Neues Reise-Urteil Was ist „unerwartet und schwer“?

Von Marc Reisner | 15.01.2023, 06:00 Uhr

Krank ist nicht gleich krank. Der Bundesgerichtshof gab jetzt Orientierung.

Das gab es wohl höchst selten in den ehrwürdigen Hallen des Bundesgerichtshofs (BGH) in Karlsruhe: Die Robenträger bemühten den Duden, um Klarheit in einem Fall zu schaffen. Es ging darum, wie eine Versicherung ihre Bedingungen in Sachen Reiseabbruch und Reiserücktritt formulieren darf und muss. Nun liegt das Urteil vor (Az. IV ZR 185/20).

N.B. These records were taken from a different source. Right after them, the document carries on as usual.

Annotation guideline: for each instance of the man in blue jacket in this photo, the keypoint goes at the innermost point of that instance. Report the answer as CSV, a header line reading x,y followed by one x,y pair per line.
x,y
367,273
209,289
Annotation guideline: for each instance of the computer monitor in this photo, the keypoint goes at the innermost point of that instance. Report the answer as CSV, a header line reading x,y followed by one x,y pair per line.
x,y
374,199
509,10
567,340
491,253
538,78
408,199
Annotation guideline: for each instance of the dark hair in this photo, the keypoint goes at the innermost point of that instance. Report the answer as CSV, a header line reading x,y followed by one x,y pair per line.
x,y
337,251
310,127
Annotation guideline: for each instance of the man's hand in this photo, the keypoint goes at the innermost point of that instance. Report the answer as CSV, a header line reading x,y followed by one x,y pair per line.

Der Fall: Ein Verein hatte sich die Versicherungsbedingungen einer Reiseversicherung genauer angesehen und dabei festgestellt, dass die Assekuranz mehrfach die Begriffskombination „unerwartet und schwer“ verwendet hatte. Nur wenn Erkrankungen diese Merkmale aufwiesen, greife der Versicherungsschutz. Der Kläger hielt die Formulierung „unerwartet und schwer“ für unwirksam, weil sie nicht klar und verständlich sei und deshalb den Versicherten unangemessen benachteilige, wie es in Paragraph 7 des Bürgerlichen Gesetzbuches heißt. Der Verein forderte das Versicherungsunternehmen auf, die Formulierung nicht mehr zu verwenden und eine entsprechende Unterlassungserklärung abzugeben. Doch darauf wollte die Gesellschaft sich nicht einlassen. Deshalb zog der Verein vor Gericht.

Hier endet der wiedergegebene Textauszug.